To open the Parameterization wizard, click the Set Parameter Values toolbar button or select Test | Set Parameter Values from the menu. In the wizard:
Select the scenario, request and parameter you want to parameterize. In our example:
- The scenario is LogIn.
- The request is Request 0005 (Login.aspx).
- The request parameter is ctl00%24MainContent%24username.
Select New variable and specify Login as the variable name.
Select Excel workbook as the variable type, specify the path to the accounts.xslx file and check First line contains column names.
Select the Sheet1$ worksheet and, on the next page, the Login column.
For the data access type, select Item index equals virtual user index (the first option). This way the first virtual user will use the first account from the Excel file, the second user – the second account and so on.
Click Edit one more parameter and repeat the steps above to set up data binding for passwords. All parameters are the same, except for the following:
- Request parameter name – ctl00%24MainContent%24password
- Variable name – Password
- Excel file column – Password
You can see the variables that were created in LoadComplete:
If you look at the body of the login request now, you will see that the hard-coded login and password were replaced with the variables we just created.
5. Configuring and Running the Test
Now let’s configure the load test. Open the Order test and set the virtual user count to 5 (since we have five accounts in our data file).
To log the request body contents to the test results and view the credentials used by various virtual users, set the Store request and response data option to Complete data:
Select Tools > Options from LoadComplete’s main menu.
Select Simulating > General in the Options dialog.
In the Logging group of options, set the Store log data option to All data (Report + Details).
Set the Store request and response data option to Complete data (start line, headers and body).

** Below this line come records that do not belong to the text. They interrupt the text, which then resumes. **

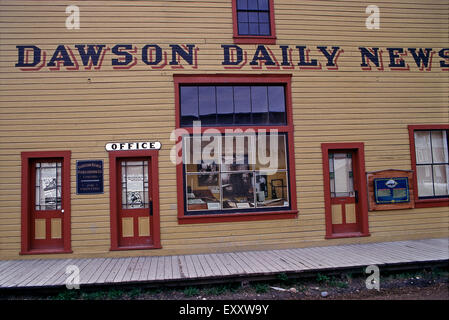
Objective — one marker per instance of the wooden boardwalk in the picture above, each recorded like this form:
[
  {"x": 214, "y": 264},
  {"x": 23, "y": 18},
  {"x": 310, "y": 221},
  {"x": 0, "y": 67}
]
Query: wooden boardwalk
[{"x": 50, "y": 273}]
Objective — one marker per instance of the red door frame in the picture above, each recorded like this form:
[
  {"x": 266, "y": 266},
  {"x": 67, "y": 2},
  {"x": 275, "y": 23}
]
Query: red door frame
[
  {"x": 26, "y": 198},
  {"x": 358, "y": 163},
  {"x": 114, "y": 180}
]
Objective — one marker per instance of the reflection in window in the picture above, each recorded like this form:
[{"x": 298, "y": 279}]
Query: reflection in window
[
  {"x": 134, "y": 184},
  {"x": 432, "y": 163},
  {"x": 241, "y": 178},
  {"x": 48, "y": 186},
  {"x": 232, "y": 105}
]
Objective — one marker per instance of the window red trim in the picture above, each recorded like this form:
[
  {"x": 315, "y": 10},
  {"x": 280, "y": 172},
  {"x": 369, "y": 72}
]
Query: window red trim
[
  {"x": 284, "y": 79},
  {"x": 27, "y": 157},
  {"x": 358, "y": 147},
  {"x": 424, "y": 203},
  {"x": 113, "y": 180},
  {"x": 238, "y": 39}
]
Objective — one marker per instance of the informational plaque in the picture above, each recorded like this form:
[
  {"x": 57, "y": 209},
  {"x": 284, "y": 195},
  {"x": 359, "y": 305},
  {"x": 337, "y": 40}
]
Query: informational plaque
[
  {"x": 89, "y": 176},
  {"x": 391, "y": 190}
]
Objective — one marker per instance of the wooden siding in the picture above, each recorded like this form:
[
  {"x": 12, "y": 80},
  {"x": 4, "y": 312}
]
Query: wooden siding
[{"x": 61, "y": 110}]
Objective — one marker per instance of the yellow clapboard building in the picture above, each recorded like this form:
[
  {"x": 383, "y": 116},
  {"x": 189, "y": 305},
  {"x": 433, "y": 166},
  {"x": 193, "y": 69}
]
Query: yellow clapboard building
[{"x": 134, "y": 128}]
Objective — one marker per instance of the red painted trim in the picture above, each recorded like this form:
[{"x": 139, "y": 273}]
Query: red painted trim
[
  {"x": 423, "y": 203},
  {"x": 154, "y": 189},
  {"x": 284, "y": 79},
  {"x": 27, "y": 157},
  {"x": 238, "y": 39},
  {"x": 359, "y": 165}
]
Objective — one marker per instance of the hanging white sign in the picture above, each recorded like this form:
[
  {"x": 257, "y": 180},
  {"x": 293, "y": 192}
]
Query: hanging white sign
[{"x": 125, "y": 146}]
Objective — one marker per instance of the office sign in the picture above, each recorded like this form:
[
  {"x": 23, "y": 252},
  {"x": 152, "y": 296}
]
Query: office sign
[{"x": 89, "y": 176}]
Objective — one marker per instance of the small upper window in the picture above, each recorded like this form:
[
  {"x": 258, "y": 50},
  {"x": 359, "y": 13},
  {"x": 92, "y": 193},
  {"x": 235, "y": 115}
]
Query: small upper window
[
  {"x": 432, "y": 163},
  {"x": 254, "y": 21},
  {"x": 224, "y": 105}
]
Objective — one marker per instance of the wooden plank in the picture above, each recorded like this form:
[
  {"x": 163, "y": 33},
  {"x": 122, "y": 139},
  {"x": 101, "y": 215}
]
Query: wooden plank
[
  {"x": 28, "y": 275},
  {"x": 50, "y": 273},
  {"x": 152, "y": 271},
  {"x": 130, "y": 269},
  {"x": 22, "y": 268},
  {"x": 123, "y": 265},
  {"x": 98, "y": 272},
  {"x": 137, "y": 270},
  {"x": 168, "y": 271}
]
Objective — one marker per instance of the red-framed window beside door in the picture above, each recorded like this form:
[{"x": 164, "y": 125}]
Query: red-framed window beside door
[
  {"x": 235, "y": 151},
  {"x": 46, "y": 207},
  {"x": 430, "y": 164},
  {"x": 345, "y": 190},
  {"x": 134, "y": 200},
  {"x": 253, "y": 21}
]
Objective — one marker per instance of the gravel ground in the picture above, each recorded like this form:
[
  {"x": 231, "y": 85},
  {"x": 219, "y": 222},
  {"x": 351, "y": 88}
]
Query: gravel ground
[{"x": 430, "y": 284}]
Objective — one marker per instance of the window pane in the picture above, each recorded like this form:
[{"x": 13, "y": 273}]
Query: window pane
[
  {"x": 263, "y": 4},
  {"x": 225, "y": 105},
  {"x": 264, "y": 17},
  {"x": 343, "y": 175},
  {"x": 253, "y": 28},
  {"x": 253, "y": 17},
  {"x": 252, "y": 5},
  {"x": 259, "y": 100},
  {"x": 264, "y": 29},
  {"x": 243, "y": 17},
  {"x": 422, "y": 147},
  {"x": 207, "y": 105},
  {"x": 203, "y": 192},
  {"x": 238, "y": 153},
  {"x": 441, "y": 179},
  {"x": 243, "y": 28},
  {"x": 242, "y": 105},
  {"x": 48, "y": 186},
  {"x": 134, "y": 184},
  {"x": 189, "y": 105},
  {"x": 425, "y": 182},
  {"x": 276, "y": 103},
  {"x": 271, "y": 152},
  {"x": 238, "y": 190},
  {"x": 272, "y": 189},
  {"x": 439, "y": 147}
]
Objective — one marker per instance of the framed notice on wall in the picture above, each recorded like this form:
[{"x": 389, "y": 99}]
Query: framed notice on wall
[
  {"x": 390, "y": 189},
  {"x": 89, "y": 176}
]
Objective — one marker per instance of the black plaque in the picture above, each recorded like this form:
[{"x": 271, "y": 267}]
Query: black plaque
[{"x": 89, "y": 176}]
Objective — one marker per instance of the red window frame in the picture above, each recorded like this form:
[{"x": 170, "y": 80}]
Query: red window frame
[
  {"x": 114, "y": 180},
  {"x": 251, "y": 39},
  {"x": 27, "y": 158},
  {"x": 424, "y": 203},
  {"x": 284, "y": 79},
  {"x": 359, "y": 162}
]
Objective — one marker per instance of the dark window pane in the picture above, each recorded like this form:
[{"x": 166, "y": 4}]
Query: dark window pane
[
  {"x": 276, "y": 102},
  {"x": 259, "y": 101},
  {"x": 264, "y": 17},
  {"x": 263, "y": 4},
  {"x": 252, "y": 5},
  {"x": 253, "y": 29},
  {"x": 207, "y": 105},
  {"x": 225, "y": 105},
  {"x": 242, "y": 4},
  {"x": 189, "y": 105},
  {"x": 243, "y": 28},
  {"x": 243, "y": 17},
  {"x": 242, "y": 105},
  {"x": 264, "y": 29},
  {"x": 253, "y": 17}
]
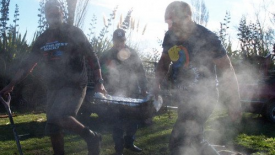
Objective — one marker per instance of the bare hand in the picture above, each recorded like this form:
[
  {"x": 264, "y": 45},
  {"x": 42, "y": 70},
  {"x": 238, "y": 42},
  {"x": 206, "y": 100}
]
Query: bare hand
[
  {"x": 235, "y": 114},
  {"x": 6, "y": 90},
  {"x": 100, "y": 88}
]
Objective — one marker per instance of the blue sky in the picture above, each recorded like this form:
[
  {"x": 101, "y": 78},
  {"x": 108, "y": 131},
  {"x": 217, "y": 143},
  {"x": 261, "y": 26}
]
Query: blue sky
[{"x": 151, "y": 13}]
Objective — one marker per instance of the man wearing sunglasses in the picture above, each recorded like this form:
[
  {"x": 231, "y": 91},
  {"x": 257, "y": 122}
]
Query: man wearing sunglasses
[
  {"x": 200, "y": 66},
  {"x": 63, "y": 50}
]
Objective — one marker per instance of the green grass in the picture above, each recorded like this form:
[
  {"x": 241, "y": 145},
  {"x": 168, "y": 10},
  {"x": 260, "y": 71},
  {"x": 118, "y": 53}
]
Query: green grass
[{"x": 252, "y": 135}]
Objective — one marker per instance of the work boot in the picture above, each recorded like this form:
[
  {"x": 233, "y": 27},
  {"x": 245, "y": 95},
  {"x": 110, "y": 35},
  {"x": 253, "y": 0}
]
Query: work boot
[
  {"x": 129, "y": 144},
  {"x": 93, "y": 141},
  {"x": 133, "y": 148},
  {"x": 119, "y": 146}
]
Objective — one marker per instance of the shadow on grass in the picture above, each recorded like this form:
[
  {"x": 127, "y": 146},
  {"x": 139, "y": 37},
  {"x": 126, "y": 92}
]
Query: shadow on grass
[{"x": 24, "y": 130}]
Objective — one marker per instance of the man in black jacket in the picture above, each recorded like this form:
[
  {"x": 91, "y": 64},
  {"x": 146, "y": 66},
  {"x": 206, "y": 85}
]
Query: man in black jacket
[
  {"x": 64, "y": 50},
  {"x": 123, "y": 75},
  {"x": 199, "y": 62}
]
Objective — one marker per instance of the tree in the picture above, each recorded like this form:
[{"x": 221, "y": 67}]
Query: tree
[{"x": 200, "y": 12}]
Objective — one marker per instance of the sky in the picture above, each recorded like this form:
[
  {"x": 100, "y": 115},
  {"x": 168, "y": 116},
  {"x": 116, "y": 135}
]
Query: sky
[{"x": 151, "y": 14}]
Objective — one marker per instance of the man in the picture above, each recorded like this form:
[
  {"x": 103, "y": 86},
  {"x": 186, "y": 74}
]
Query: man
[
  {"x": 198, "y": 58},
  {"x": 63, "y": 49},
  {"x": 124, "y": 75}
]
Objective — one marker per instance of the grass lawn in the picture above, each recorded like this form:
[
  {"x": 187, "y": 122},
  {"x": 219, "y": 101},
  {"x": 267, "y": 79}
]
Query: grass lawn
[{"x": 253, "y": 135}]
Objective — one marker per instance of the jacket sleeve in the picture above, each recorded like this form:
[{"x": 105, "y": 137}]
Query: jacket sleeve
[{"x": 140, "y": 72}]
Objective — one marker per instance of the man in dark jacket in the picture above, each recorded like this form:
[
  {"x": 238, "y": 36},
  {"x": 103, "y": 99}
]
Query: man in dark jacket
[
  {"x": 123, "y": 75},
  {"x": 64, "y": 50},
  {"x": 199, "y": 65}
]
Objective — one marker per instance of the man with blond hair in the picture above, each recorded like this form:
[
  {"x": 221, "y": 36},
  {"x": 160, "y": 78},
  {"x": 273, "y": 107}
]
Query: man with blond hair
[
  {"x": 199, "y": 67},
  {"x": 64, "y": 50}
]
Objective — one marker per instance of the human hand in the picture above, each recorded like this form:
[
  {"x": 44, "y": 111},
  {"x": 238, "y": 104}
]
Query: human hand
[
  {"x": 100, "y": 88},
  {"x": 235, "y": 114},
  {"x": 6, "y": 90},
  {"x": 155, "y": 91}
]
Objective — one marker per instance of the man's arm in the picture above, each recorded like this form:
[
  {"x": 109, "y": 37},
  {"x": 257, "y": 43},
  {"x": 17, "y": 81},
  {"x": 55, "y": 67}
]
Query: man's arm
[
  {"x": 94, "y": 64},
  {"x": 20, "y": 74},
  {"x": 161, "y": 71},
  {"x": 228, "y": 87}
]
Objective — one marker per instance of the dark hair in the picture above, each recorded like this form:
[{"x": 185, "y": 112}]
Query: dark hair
[
  {"x": 178, "y": 9},
  {"x": 52, "y": 3}
]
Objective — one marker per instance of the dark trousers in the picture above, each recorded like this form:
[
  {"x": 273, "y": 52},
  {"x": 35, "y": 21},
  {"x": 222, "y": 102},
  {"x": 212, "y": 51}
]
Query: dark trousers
[{"x": 121, "y": 125}]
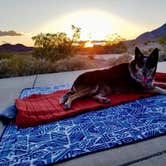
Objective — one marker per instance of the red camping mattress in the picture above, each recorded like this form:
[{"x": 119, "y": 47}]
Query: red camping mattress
[{"x": 41, "y": 108}]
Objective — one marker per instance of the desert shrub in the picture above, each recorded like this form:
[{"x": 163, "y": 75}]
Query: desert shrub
[
  {"x": 125, "y": 58},
  {"x": 55, "y": 46},
  {"x": 74, "y": 63},
  {"x": 162, "y": 40}
]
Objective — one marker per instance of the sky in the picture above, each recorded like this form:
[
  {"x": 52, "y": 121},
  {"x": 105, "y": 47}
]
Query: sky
[{"x": 22, "y": 19}]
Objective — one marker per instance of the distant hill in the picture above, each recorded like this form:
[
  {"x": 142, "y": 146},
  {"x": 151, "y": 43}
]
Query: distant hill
[
  {"x": 153, "y": 35},
  {"x": 15, "y": 48}
]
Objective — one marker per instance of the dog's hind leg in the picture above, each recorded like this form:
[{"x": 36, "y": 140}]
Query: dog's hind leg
[
  {"x": 100, "y": 98},
  {"x": 79, "y": 94}
]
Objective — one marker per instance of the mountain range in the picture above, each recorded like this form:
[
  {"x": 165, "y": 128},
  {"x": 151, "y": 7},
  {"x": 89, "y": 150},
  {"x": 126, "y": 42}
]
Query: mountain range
[
  {"x": 152, "y": 35},
  {"x": 15, "y": 48},
  {"x": 147, "y": 36}
]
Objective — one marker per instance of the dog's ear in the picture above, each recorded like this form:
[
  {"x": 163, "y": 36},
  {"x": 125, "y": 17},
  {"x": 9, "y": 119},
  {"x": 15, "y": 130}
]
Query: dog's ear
[
  {"x": 138, "y": 57},
  {"x": 153, "y": 58}
]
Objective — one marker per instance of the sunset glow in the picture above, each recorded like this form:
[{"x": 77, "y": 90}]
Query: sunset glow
[
  {"x": 88, "y": 44},
  {"x": 95, "y": 25}
]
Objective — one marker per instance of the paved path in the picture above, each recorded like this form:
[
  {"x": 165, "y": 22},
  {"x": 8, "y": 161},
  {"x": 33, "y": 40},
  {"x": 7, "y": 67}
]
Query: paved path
[{"x": 146, "y": 153}]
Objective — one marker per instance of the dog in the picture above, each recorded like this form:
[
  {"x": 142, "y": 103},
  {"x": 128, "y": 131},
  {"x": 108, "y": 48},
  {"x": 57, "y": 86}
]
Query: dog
[{"x": 135, "y": 76}]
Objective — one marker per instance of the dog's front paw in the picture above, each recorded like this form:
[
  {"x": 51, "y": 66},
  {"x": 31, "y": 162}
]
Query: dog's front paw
[
  {"x": 62, "y": 100},
  {"x": 106, "y": 100},
  {"x": 67, "y": 106}
]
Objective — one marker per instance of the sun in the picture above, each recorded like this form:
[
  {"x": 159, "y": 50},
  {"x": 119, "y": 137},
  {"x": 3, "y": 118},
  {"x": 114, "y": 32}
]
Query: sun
[{"x": 88, "y": 44}]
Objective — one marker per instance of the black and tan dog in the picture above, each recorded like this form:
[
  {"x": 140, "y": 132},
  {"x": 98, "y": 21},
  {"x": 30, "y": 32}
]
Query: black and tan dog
[{"x": 136, "y": 76}]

All set. Now you can run the test.
6. Viewing Test Results
OK. Let’s dig into test results to make sure that virtual users actually used different accounts from the data source.
Double-click the Details item in the Project Explorer.
In the left pane of the Details panel, select a virtual user.
In the right pane of the Details panel, find the login request (Request 0005 (Login.aspx)).
Switch to the Bodies tabbed page and examine the simulated request body. You will see that LoadComplete used the values it had extracted from the Excel file.
Congratulations! You have finished the tutorial. Now you can start parameterizing your own scenarios. Be sure to try other data source options – CSV files, databases, random value generators and so on – whichever fits your needs best.